Another method these microbatteries are enhanced is by using very dense electrodes which offers energy density. The microbatteries in this research study were fabricated using the thick electroplated DirectPlateTM LiCoO2 electrodes manufactured by Xerion Advanced Battery Corporation (XABC, Dayton, Ohio), a company that spun out of Brauns research study.
Patra discusses, “To date, electrode architectures and cell styles at the micro-nano scale have actually been limited to power-dense styles that came at the expense of porosity and volumetric energy density. Our work has actually been successful to develop a microscale energy source that displays both high power density and volumetric energy density.”
An essential application area of these microbatteries consists of powering insect-size microrobots to get valuable details throughout natural catastrophes, search and rescue missions, and in hazardous environments where direct human gain access to is difficult. Co-author James Pikul (Assistant Professor, Department of Mechanical Engineering and Applied Mechanics, University of Pennsylvania) explains that “the high voltage is necessary for lowering the electronic payload that a microrobot requires to carry. 9 V can directly power motors and decrease the energy loss connected with enhancing the voltage to the hundreds or thousands of volts needed from some actuators. This means that these batteries make it possible for system-level enhancements beyond their energy density improvement so that the small robots can take a trip farther or send out more crucial information to human operators.”
Kim adds, “Our work bridges the understanding space at the intersection of products chemistry, unique materials producing requirements for energy-dense planar microbattery setups, and applied nano-microelectronics that require a high-voltage, on-board type power source to drive micromotors and microactuators.”

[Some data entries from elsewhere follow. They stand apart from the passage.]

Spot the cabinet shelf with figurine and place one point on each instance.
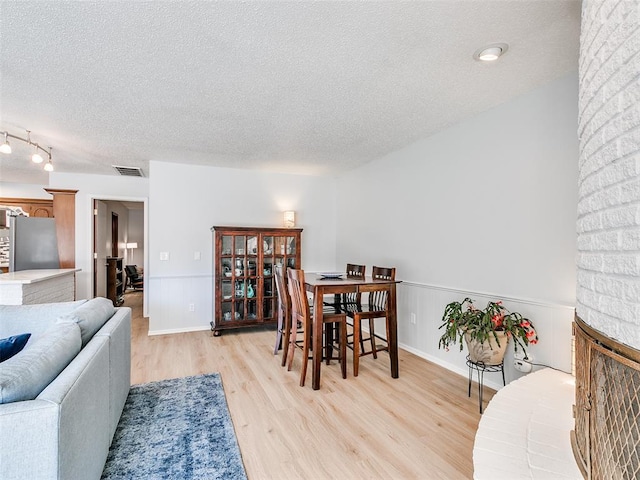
(244, 284)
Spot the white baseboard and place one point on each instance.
(177, 330)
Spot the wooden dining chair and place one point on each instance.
(284, 313)
(301, 314)
(339, 303)
(376, 307)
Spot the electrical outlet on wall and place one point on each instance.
(522, 362)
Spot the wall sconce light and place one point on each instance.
(289, 218)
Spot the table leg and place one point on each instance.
(393, 332)
(317, 337)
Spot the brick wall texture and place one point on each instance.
(608, 290)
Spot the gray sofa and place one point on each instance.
(61, 397)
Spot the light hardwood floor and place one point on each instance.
(419, 426)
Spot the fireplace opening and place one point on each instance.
(606, 438)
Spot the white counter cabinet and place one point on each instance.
(29, 287)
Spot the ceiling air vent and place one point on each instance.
(128, 171)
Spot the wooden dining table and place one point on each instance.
(321, 286)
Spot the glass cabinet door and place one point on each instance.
(245, 289)
(269, 294)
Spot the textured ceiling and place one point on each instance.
(300, 87)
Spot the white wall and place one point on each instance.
(486, 206)
(187, 200)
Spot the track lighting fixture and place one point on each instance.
(35, 157)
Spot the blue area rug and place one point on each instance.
(175, 429)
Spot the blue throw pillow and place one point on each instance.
(12, 345)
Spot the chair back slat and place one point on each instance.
(379, 297)
(284, 300)
(299, 302)
(354, 271)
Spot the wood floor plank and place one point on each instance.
(419, 426)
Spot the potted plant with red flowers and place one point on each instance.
(485, 331)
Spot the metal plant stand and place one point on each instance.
(481, 368)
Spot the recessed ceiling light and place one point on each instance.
(491, 53)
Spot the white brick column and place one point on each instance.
(608, 290)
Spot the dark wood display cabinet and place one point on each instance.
(115, 281)
(244, 283)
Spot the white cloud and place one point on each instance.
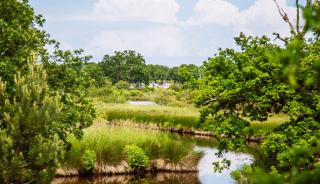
(260, 18)
(263, 18)
(162, 41)
(219, 12)
(163, 11)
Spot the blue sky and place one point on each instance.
(167, 32)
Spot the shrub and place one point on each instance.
(88, 160)
(242, 175)
(136, 157)
(122, 85)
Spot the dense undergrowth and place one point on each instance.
(109, 145)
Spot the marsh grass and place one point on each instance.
(181, 117)
(176, 117)
(109, 143)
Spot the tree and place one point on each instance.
(127, 66)
(36, 117)
(157, 72)
(18, 38)
(30, 145)
(174, 75)
(96, 73)
(264, 78)
(66, 78)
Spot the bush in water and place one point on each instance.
(136, 157)
(88, 160)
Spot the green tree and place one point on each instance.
(174, 75)
(158, 72)
(66, 77)
(36, 117)
(264, 78)
(29, 128)
(19, 36)
(127, 66)
(96, 73)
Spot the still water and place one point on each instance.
(206, 174)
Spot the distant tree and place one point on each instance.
(96, 73)
(158, 72)
(66, 77)
(174, 75)
(127, 65)
(30, 147)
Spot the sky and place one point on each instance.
(166, 32)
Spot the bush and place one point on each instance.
(89, 160)
(242, 175)
(122, 85)
(136, 157)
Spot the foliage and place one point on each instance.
(88, 160)
(30, 147)
(127, 66)
(95, 72)
(66, 77)
(108, 142)
(242, 175)
(262, 79)
(157, 73)
(122, 85)
(136, 157)
(184, 117)
(37, 110)
(19, 38)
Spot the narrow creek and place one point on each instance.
(205, 175)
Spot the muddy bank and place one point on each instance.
(123, 168)
(151, 126)
(173, 178)
(196, 133)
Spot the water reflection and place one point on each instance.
(143, 103)
(206, 172)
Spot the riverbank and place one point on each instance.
(166, 152)
(123, 168)
(177, 119)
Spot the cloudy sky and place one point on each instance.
(168, 32)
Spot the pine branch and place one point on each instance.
(298, 16)
(285, 18)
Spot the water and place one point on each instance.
(143, 103)
(206, 174)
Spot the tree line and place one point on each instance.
(131, 67)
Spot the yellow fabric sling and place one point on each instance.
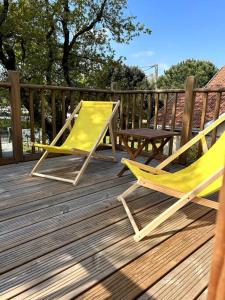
(87, 128)
(188, 178)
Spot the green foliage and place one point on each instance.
(63, 41)
(176, 75)
(127, 77)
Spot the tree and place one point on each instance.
(128, 77)
(62, 41)
(176, 75)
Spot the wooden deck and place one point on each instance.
(61, 242)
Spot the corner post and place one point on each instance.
(15, 102)
(188, 114)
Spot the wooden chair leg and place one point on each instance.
(39, 163)
(129, 214)
(112, 142)
(162, 217)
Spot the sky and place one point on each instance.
(181, 29)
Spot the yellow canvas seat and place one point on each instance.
(200, 179)
(90, 126)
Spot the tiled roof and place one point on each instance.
(217, 81)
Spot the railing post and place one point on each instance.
(15, 102)
(188, 114)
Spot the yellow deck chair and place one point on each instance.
(90, 126)
(193, 183)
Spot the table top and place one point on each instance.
(147, 133)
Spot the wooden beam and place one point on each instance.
(15, 101)
(216, 283)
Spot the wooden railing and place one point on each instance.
(45, 107)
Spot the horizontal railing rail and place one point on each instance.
(32, 112)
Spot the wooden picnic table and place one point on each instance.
(144, 136)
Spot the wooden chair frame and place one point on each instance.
(184, 198)
(87, 155)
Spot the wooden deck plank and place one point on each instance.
(187, 280)
(97, 204)
(86, 273)
(59, 241)
(203, 295)
(44, 244)
(24, 205)
(130, 281)
(66, 205)
(49, 187)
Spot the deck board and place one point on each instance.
(58, 241)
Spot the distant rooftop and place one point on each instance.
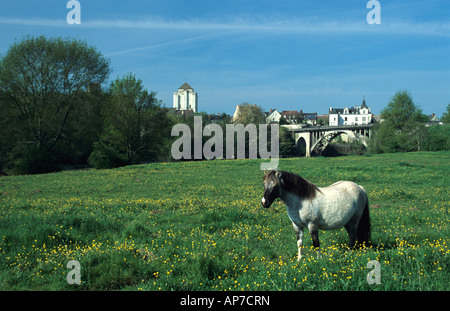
(185, 86)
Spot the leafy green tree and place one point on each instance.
(134, 125)
(403, 128)
(250, 114)
(40, 80)
(446, 116)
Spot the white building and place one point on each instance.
(350, 116)
(273, 116)
(185, 98)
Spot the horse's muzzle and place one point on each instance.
(265, 203)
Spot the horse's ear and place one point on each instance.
(279, 175)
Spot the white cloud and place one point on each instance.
(254, 24)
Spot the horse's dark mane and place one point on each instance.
(295, 184)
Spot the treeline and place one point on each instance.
(59, 110)
(404, 128)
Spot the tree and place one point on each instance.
(403, 128)
(446, 115)
(40, 80)
(250, 114)
(134, 125)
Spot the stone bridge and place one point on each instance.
(317, 138)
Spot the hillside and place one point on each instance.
(200, 226)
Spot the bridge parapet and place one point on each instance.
(317, 138)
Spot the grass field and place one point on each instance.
(200, 226)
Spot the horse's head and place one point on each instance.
(272, 187)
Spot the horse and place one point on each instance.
(342, 204)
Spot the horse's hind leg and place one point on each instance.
(352, 231)
(314, 231)
(299, 232)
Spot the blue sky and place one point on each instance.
(289, 55)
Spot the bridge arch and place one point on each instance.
(316, 139)
(322, 143)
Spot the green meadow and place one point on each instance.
(200, 226)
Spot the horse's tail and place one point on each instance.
(364, 224)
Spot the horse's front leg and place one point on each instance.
(299, 231)
(314, 231)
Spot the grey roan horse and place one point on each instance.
(343, 204)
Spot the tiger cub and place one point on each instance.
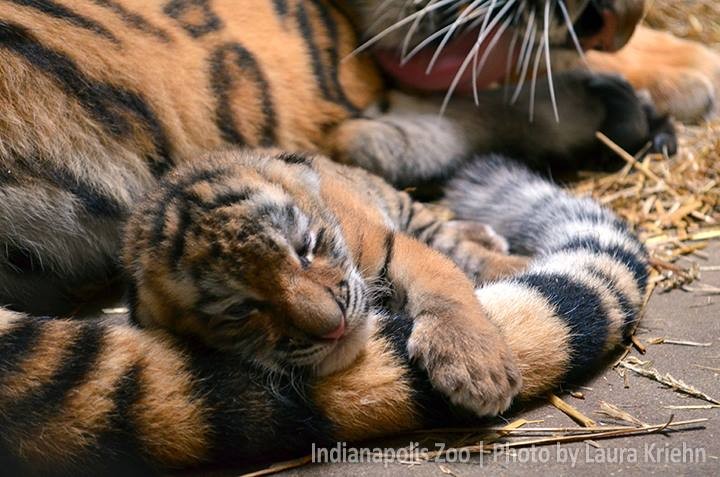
(308, 250)
(104, 395)
(100, 99)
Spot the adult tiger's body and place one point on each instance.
(99, 98)
(99, 396)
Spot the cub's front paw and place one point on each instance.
(631, 121)
(474, 369)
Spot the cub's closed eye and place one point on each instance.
(239, 311)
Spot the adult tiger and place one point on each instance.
(292, 269)
(100, 98)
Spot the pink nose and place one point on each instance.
(337, 333)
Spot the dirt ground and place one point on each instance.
(677, 315)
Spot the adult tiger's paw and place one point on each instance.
(472, 367)
(631, 120)
(682, 77)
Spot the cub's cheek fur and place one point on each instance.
(349, 347)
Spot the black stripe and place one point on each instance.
(389, 250)
(61, 12)
(636, 265)
(173, 191)
(295, 158)
(627, 309)
(49, 398)
(223, 83)
(177, 250)
(423, 228)
(581, 309)
(131, 298)
(308, 35)
(334, 57)
(121, 435)
(17, 344)
(396, 330)
(184, 12)
(407, 209)
(107, 104)
(228, 199)
(247, 418)
(281, 8)
(134, 20)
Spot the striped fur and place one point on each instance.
(99, 99)
(586, 282)
(169, 402)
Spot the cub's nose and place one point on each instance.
(337, 333)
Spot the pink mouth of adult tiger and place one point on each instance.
(413, 73)
(492, 67)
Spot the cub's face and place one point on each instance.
(249, 260)
(456, 45)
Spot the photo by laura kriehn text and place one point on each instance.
(571, 455)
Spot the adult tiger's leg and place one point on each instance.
(59, 234)
(410, 141)
(682, 77)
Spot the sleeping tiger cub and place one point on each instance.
(99, 99)
(300, 243)
(100, 395)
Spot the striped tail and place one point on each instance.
(585, 286)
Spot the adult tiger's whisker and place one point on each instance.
(478, 66)
(437, 34)
(395, 26)
(482, 36)
(414, 27)
(527, 55)
(533, 82)
(454, 26)
(548, 62)
(511, 51)
(571, 30)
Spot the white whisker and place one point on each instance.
(437, 34)
(533, 83)
(573, 33)
(529, 34)
(511, 51)
(548, 62)
(478, 66)
(526, 65)
(395, 26)
(453, 27)
(482, 36)
(414, 27)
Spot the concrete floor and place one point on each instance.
(675, 315)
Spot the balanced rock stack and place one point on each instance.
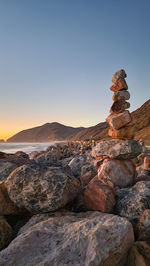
(115, 168)
(119, 119)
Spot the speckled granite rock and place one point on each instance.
(117, 121)
(143, 226)
(7, 207)
(120, 172)
(131, 202)
(41, 190)
(121, 95)
(119, 106)
(139, 254)
(99, 196)
(85, 239)
(5, 169)
(119, 74)
(117, 149)
(119, 85)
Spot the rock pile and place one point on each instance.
(119, 120)
(114, 157)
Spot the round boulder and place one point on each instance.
(41, 189)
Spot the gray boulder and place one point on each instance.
(117, 149)
(5, 169)
(120, 172)
(131, 202)
(85, 239)
(41, 189)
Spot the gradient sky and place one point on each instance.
(57, 58)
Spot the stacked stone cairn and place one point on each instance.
(114, 157)
(119, 119)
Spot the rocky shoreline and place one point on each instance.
(79, 203)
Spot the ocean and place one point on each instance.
(25, 147)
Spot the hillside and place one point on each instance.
(45, 133)
(55, 131)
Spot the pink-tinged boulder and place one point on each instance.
(39, 189)
(99, 196)
(89, 238)
(143, 226)
(118, 75)
(5, 233)
(120, 172)
(139, 254)
(121, 95)
(119, 107)
(119, 85)
(117, 121)
(126, 132)
(117, 149)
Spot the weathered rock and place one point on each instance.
(34, 154)
(142, 178)
(120, 172)
(147, 163)
(119, 106)
(117, 149)
(119, 120)
(89, 238)
(76, 164)
(7, 207)
(121, 95)
(132, 202)
(5, 169)
(126, 132)
(143, 226)
(139, 254)
(41, 189)
(119, 74)
(87, 177)
(99, 196)
(119, 85)
(5, 233)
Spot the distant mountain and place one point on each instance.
(45, 133)
(141, 119)
(55, 131)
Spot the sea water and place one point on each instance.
(25, 147)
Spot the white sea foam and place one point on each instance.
(25, 147)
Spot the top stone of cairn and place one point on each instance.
(120, 74)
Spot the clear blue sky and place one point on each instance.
(57, 58)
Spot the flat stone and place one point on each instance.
(132, 202)
(124, 133)
(41, 190)
(99, 196)
(119, 85)
(89, 238)
(121, 95)
(119, 106)
(119, 74)
(5, 233)
(119, 120)
(143, 226)
(120, 172)
(117, 149)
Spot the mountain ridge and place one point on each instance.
(56, 132)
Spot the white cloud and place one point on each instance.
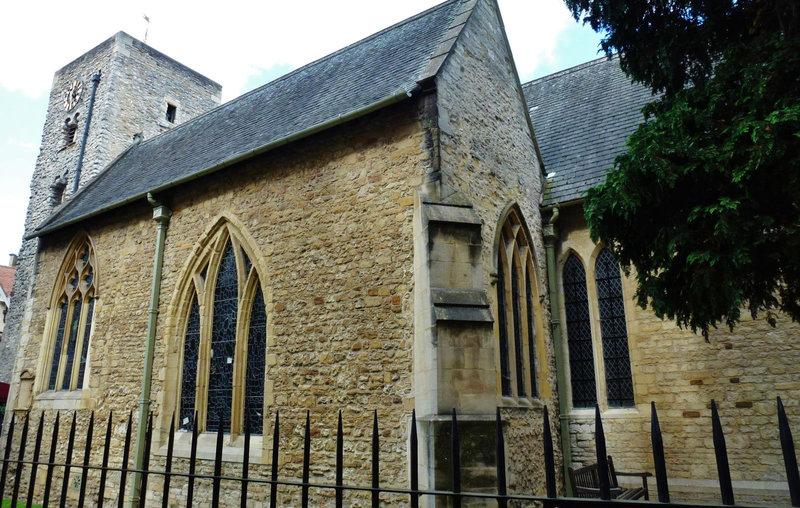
(232, 40)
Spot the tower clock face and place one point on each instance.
(72, 95)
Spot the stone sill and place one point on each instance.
(232, 450)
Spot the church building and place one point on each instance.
(397, 227)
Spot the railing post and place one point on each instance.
(375, 461)
(789, 457)
(20, 458)
(721, 451)
(549, 458)
(68, 459)
(273, 488)
(659, 462)
(455, 451)
(602, 456)
(87, 452)
(306, 460)
(168, 463)
(36, 450)
(501, 461)
(6, 454)
(339, 446)
(51, 459)
(103, 472)
(414, 473)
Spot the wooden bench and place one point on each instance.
(586, 483)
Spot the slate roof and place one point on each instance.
(371, 73)
(582, 117)
(7, 279)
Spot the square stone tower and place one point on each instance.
(139, 93)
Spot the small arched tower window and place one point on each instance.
(616, 357)
(72, 310)
(579, 334)
(515, 310)
(227, 320)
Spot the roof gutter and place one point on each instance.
(327, 124)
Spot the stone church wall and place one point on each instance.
(331, 219)
(136, 83)
(488, 160)
(743, 371)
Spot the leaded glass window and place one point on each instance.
(228, 384)
(616, 357)
(71, 317)
(515, 310)
(579, 334)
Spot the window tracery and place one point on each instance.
(224, 341)
(515, 310)
(72, 312)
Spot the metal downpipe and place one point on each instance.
(550, 239)
(161, 214)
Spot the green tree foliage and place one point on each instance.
(705, 204)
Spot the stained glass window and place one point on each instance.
(517, 329)
(223, 343)
(514, 297)
(62, 323)
(256, 360)
(70, 339)
(85, 346)
(505, 373)
(531, 335)
(233, 375)
(191, 346)
(619, 385)
(579, 334)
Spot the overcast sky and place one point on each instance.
(241, 45)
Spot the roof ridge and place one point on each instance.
(570, 70)
(302, 67)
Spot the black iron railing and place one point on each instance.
(11, 484)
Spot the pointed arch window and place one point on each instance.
(579, 334)
(224, 341)
(616, 357)
(515, 323)
(72, 310)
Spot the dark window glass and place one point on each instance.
(73, 337)
(171, 111)
(505, 372)
(223, 343)
(191, 346)
(619, 384)
(87, 330)
(520, 361)
(531, 335)
(256, 360)
(62, 323)
(579, 334)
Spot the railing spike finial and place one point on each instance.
(500, 459)
(414, 461)
(659, 461)
(549, 456)
(789, 456)
(721, 452)
(455, 451)
(276, 439)
(602, 455)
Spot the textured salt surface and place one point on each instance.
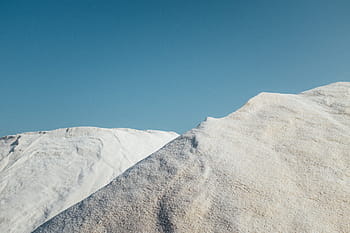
(281, 163)
(43, 173)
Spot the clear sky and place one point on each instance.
(160, 64)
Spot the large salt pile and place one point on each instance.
(43, 173)
(281, 163)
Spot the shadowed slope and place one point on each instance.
(279, 164)
(43, 173)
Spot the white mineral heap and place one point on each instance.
(281, 163)
(43, 173)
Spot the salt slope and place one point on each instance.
(43, 173)
(281, 163)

Braun, a pioneer in the field of battery miniaturization, concludes, “our existing microbattery design is well-suited for high-energy, high-power, high-voltage, single-discharge applications. The next step is to equate the design to all solid-state microbattery platforms, batteries which would inherently be much safer and more energy thick than liquid-cell counterparts.”
Referral: “Serially integrated high-voltage and high power mini batteries” by Sungbong Kim, Arghya Patra, Ryan R. Kohlmeyer, Seongbin Jo, Xiujun Yue, Alissa Johnson, Chadd T. Kiggins, Beniamin Zahiri, Keunhong Jeong, Jahyun Koo, Taewook Kang, Pengcheng Sun, John B. Cook, James H. Pikul and Paul V. Braun, 22 December 2022, Cell Reports Physical Science.DOI: 10.1016/ j.xcrp.2022.101205.
The problem is that as batteries become smaller sized, the packaging dominates the battery volume and mass while the electrode area ends up being smaller sized. This results in extreme reductions in energy and power of the battery.
In addition, they vertically stacked the electrode cells in series (so the voltage of each cell adds), which made it possible for the high operating voltage of the battery.
The microbatteries in this research were produced utilizing the thick electroplated DirectPlateTM LiCoO2 electrodes produced by Xerion Advanced Battery Corporation (XABC, Dayton, Ohio), a business that spun out of Brauns research.
This suggests that these batteries allow system-level improvements beyond their energy density improvement so that the little robots can travel further or send out more vital details to human operators.”